I would meet him almost every day. His presence always brought positive energy and enthusiasm. He would walk with such a spirit that even a physically disabled person wanted to walk by his side.

For many years, I felt that a being with a positive spirit and energy always walked around me.

I stayed at the Mutt for two years as I relocated to Kyatasandra. My visits to the Mutt reduced after I completed the course.

On day one after I joined the Mutt, I went to the dining hall with a plate in my hand. There were many students holding plates in their hands. It was a different scene for me, but I was attracted to it.

Students would sit in lines to consume the food. Senior students would serve ragi balls and sambar. It was my first meal at the Mutt. In those days, I mean 45 years ago, about 800 people would consume food daily! Those were the days when the Mutt was slowly grabbing the limelight. Many farmers in rural areas of Tumkur district would donate ragi, rice and vegetables to the Mutt.

I was an eyewitness to many farmers who donated as much as they could of their produce voluntarily.

That way, the Mutt received less financial donations. Food grains were donated in large quantities. Hence, there was a place to store these materials. The Mutt had maintained a ledger to record donations. 

Women would clean the ragi before milling and there was a ragi milling machine at the Mutt.

Shivakumar Swami would pay at least six visits to the kitchen for inspections. Just his one smile at those who prepared ragi balls would double the enthusiasm.

Ragi ball preparation is a tedious process. At times, the number of visitors to the Mutt would cross 500, but none of them returned hungry. It was an unwritten rule that every visitor should be offered food. For the visitors, it was prasadam, not food.

On many occasions, the pontiff himself would personally verify quality. He would often visit the dining hall. He would inspect the way in which the food was offered. Visiting the kitchen and the dining hall for inspections was his daily routine.

The Siddaganga Mutt was also famous for its education.
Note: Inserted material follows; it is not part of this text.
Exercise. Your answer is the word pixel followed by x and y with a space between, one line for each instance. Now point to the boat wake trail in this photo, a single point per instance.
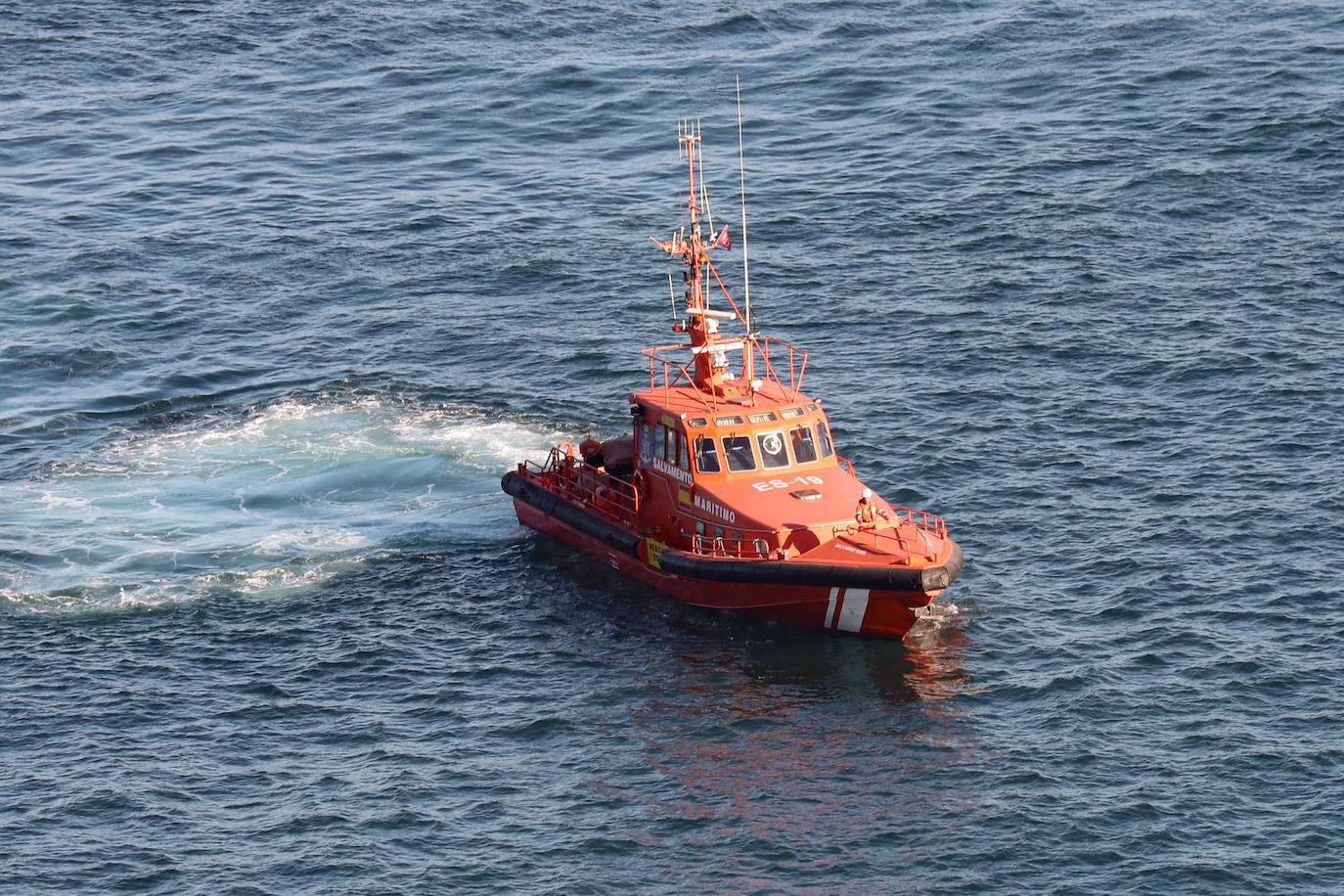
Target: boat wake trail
pixel 269 504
Tumkur connected South Karnataka with North Karnataka. So, there were a large number of people from the Veerashaiva community.

Gubbi, Gulur and other places became the centre of Veerashaiva culture. However, a majority of the students did not belong to the Veerashaiva community. The Mutt always promoted secularism. 

The pontiff himself had obtained higher education. He was deeply influenced by Swamy Vivekananda's philosophy. He often quoted Vivekananda's sayings and recited the vachanas of Basavanna, Allamaprabhu, Siddarama and Nijaguna Shivayogi and explained the meaning and spirit of those vachanas. He gave equal prominence to food and education. Lakhs of students have benefited from his service. I believe that Shivakumara Swami continues to bless us every second.

THE HISTORY OF SIDDAGANGA

Gosala Siddeshwara (1300-13500) of Shoonyapeetha, Haradanahalli, travelled extensively to spread religion. He came to this place along with his 101 disciples, all virakthas. He meditated and founded the Siddaganga Mutt.

According to a myth, one of his disciples fell ill while meditating in a cave. He remembered Siddeshwara. Siddeshwara ventured out of the old Mutt and reached the cave. He kicked the boulder of the cave, which led to cracks. Drops of water gushed out of cracks.

The water came to be known as the Ganges and it was possible due to Siddeshwara. Hence, the centre came to be known as Siddaganga.

Devotees even today visit the place called Jalodhbhava atop Siddaganga Hill. They believe that the water is capable of purifying ailments and fulfilling their dreams.

There is a belief that Yediyur Siddalingeshwara meditated here between 1470-80.

Siddaganga Mutt is a centre for spiritual personalities and saints. Many devotees feel fortunate to spend time here and this belief has attracted a large number of people from across the state.

Jalodhbhava and Siddalingeshwar Swami Temple attract people in large numbers. Down the hill, there are Dodda Basava and Shivalinga temples that were constructed in 2014.

During the jathra mahotsav, devotees visit the old Mutt, Uddana Shivayogi Gadduge, Pakashale, Atavi Swamy's Gadduge, the pure holy pond, a mass prayer meeting of students, a book exhibition and a farming equipment exhibition.

The Mutt has a Yatri Nivas facility so that accommodation can be provided to devotees visiting the centre.